Ben acınmak istemiyorum, dışlanmak da istemiyorum. Ama bana sunulan arkadaşlıklar sadece bu iki çerçevede kaldı. Normal bir bireyim. Sosyal ilişkiler kurmak isteyen, toplumun bir parçası olarak geleceğe dair hayalleri olan bir gencim. Engelli olduğumu gizleme gereği duymadım hiç. Bu benim gerçeğim Ama karşımdaki fark etmese de ben söylediğim an bakış açısı değişiyor Zorluklar yaşıyor muyum? Evet. Zor bir insan mıyım? Zaman zaman. Normal karşılanmamak benim hastalığımın tetikçisi. Sevilmemek, itilmişlik hissini yaşatmak bazan beni çok üzüyor. Aksini söylemek isterdim ama ne yazık ki bu durumlarla karşılaşıyorum. Şimdi bir yol var önümde. Mesleğimde başarılı olmak. Bunun için önümdeki tek engel ise insanların kararmış yürekleri. ”

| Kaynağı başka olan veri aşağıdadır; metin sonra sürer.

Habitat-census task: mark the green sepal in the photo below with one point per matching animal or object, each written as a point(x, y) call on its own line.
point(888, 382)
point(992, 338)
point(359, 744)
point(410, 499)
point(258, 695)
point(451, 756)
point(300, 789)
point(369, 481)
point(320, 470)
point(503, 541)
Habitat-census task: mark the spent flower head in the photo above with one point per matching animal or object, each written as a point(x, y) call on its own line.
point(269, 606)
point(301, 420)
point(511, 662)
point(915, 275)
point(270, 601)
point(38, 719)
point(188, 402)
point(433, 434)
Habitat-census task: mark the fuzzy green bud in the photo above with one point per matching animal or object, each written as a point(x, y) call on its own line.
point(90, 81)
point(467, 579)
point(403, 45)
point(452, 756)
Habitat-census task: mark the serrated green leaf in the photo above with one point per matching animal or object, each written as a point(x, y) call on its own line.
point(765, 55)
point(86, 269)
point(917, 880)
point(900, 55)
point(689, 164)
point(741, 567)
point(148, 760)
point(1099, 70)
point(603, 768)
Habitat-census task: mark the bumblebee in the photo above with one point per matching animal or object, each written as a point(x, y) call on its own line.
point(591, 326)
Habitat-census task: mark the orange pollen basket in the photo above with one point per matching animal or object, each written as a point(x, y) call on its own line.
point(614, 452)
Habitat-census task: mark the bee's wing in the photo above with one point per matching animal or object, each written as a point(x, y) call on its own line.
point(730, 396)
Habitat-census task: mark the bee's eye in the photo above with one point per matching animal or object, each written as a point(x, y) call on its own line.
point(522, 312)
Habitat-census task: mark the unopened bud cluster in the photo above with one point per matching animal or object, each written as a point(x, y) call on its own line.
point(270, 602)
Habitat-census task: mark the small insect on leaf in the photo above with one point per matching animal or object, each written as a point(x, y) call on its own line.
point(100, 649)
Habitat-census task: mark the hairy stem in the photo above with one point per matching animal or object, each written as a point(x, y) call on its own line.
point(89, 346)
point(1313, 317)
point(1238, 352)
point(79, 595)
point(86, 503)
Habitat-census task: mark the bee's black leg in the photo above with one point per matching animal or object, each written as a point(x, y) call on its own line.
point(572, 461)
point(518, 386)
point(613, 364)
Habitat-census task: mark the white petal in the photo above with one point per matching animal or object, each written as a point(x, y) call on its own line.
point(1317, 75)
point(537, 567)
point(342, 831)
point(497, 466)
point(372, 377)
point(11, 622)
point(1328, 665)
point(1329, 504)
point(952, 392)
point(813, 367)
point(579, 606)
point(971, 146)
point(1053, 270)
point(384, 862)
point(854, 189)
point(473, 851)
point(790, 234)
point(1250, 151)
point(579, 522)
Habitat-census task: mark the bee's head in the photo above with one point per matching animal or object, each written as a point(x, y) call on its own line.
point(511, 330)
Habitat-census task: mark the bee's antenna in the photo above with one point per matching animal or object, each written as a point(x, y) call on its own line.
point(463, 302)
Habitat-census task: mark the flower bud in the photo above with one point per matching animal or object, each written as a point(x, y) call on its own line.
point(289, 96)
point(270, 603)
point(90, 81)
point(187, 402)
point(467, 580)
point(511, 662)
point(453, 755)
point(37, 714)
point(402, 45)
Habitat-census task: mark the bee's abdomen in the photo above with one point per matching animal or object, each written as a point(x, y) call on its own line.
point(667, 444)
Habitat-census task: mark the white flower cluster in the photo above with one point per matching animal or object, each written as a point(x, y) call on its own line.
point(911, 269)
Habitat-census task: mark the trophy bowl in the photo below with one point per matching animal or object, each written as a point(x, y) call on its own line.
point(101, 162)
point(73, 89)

”Bazı duygu iniş çıkışlarıma rağmen ben normal bir bireyim.”
Deniz Ulaş Ayvaz’ın en büyük sıkıntısı kendi deyimi ile ‘dışlanmak’. Ayvaz bu durumu şöyle dile getirdi: ”2002 yılından üniversiteyi kazandığım 2022 yılına kara İzmir’de yaşadık. Üniversiteyi herkesin ‘başaramaz’ demesine rağmen kazandım… Çok büyük bir mutluluk duymuştum üniversiteyi kazanınca. Yeni arkadaşlar, yepyeni bir şehir, güzel bir ortam hayal ettim. Ama daha okula başlamamın ilk aylarında arkadaşlarım tarafından dışlandım. Genç bir insanım. Elbette herkes gibi sosyal bir ortamım olsun arkadaşlarım olsun istedim. Hepsinden önemlisi ‘saygı’ görmek istedim. Ama ne yazık ki burada da bir çok sıkıntı yaşadım. Arkadaşım olmadı. Hatta hocalarım tarafından bile dışlandığımı hissettim. Bir bayan arkadaşımla konuşmak istesem tacizci olarak dışlandım. Bir erkek arkadaşımla konuşmak istesem ‘ezik’ sıfatını yedim. Elbette farkındayım, kimse kimseyi sevmek zorunda değil. Ama ben sevgiden önce saygı istedim. Çünkü bazı duygu iniş çıkışlarıma rağmen ben normal bir bireyim. Bunun fark edilmesini istedim. Bana mutlu musun diye sorsanız? Zaman zaman. Ama mutlu iken birden bire mutsuzluğun pençesine düşebiliyorum. Ne yazık ki bunda da en büyük etken çevrem tarafından dışlanan biri olduğumu fark etmek oldu”
Hastalığı ile barışık olmaya çalıştığını ifade eden Deniz Ulaş Ayvaz bu sorunu sadece kendisinin yaşamadığını söylüyor. Toplumda benzeri durumda olan bir çok insanın ‘sosyal zorbalığa’ uğradığını belirterek:” Bizler özel durumları olan insanlarız. Okuyor, düşünüyor, öğreniyor, üretiyoruz. Bizi farklı kılan tek şey duygu durumlarımızdaki ani değişiklikler. Bunu tetikleyen şeyler de mutsuzluk ve yoksunluk hissi. Âmâ ne yazık ki çoğu insan bunu görmüyor. Bizleri kendi egolarını tatmin edecek bir meta olarak görüyorlar. Kimi küçümseyerek, kimi ezmeye çalışarak…Ne yazık ki bunun bir çok örneğini yaşıyoruz” dedi.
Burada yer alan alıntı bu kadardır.